Errors and exceptions

PaPy workflows are by default resistant to all exceptions that occur in user-provided worker functions. The exception propagation chain:

  1. Worker function raises Exception
  2. Worker catches it and returns (not raises) a WorkerError
  3. Piper wraps it as a PiperError and passes it downstream
  4. Downstream Pipers receiving a PiperError as input skip evaluation and propagate it further
  5. Output Piper logs the error

This means a single bad input item does not crash the entire pipeline.

Debug mode

Set debug=True on a Piper to raise exceptions immediately instead of wrapping them. This is useful during development but will hang the interpreter after the error:

p = Piper(Worker(my_func), debug=True)

Dealing with timeouts

Timeouts control how long a Piper waits for a result from its NuMap. If a result is not available within the specified time, a PiperError wrapping a TimeoutError is returned.

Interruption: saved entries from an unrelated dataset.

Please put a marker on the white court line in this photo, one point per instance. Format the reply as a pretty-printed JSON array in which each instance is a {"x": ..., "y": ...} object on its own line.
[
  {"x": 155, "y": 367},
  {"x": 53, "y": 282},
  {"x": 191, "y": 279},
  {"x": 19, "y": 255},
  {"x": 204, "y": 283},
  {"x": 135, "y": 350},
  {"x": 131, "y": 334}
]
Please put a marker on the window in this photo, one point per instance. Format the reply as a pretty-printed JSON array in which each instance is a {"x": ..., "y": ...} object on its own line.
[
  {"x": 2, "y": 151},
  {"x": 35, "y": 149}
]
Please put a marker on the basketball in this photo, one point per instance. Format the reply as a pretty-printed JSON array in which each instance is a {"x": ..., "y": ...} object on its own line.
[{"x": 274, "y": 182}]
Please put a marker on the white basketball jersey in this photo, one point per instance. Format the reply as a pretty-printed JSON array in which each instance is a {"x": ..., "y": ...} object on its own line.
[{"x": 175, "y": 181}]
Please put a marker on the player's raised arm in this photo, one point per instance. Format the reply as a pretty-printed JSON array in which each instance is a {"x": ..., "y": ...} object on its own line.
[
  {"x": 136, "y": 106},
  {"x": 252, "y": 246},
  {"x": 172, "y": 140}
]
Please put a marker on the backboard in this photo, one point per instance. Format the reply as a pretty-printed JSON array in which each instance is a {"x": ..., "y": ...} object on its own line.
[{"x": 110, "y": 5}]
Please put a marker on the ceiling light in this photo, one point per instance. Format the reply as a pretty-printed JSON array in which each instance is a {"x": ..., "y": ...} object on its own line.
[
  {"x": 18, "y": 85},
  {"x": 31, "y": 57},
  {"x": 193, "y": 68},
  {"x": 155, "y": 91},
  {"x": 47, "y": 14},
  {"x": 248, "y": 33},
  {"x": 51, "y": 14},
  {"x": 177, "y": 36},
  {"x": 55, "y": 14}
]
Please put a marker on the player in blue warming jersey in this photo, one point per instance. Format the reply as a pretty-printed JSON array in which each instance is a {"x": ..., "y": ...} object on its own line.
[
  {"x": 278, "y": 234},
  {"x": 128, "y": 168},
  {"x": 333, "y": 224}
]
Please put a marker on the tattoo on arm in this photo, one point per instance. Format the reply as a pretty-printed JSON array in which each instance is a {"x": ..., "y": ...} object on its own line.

p = Piper(Worker(slow_func), parallel=nmap, timeout=5)
Parameter Where Effect
timeout on Piper Piper.__init__ Seconds to wait per result before returning PiperError(TimeoutError)
skip on NuMap NuMap.__init__ If True, timed-out results are skipped; if False, retrieval is retried
timeout on Plumber.wait() Plumber.wait Seconds to block waiting for pipeline to finish

Warning

Do not specify timeouts for chained tasks within a single NuMap instance. A timeout on an upstream task will cause downstream tasks to deadlock because they depend on the upstream result.

nmap = NuMap(worker_type='process', worker_num=4, skip=True)
p = Piper(Worker(unreliable_func), parallel=nmap, timeout=30)

With skip=True, timed-out items are dropped and the pipeline continues. Without it, the pipeline retries the same result indefinitely.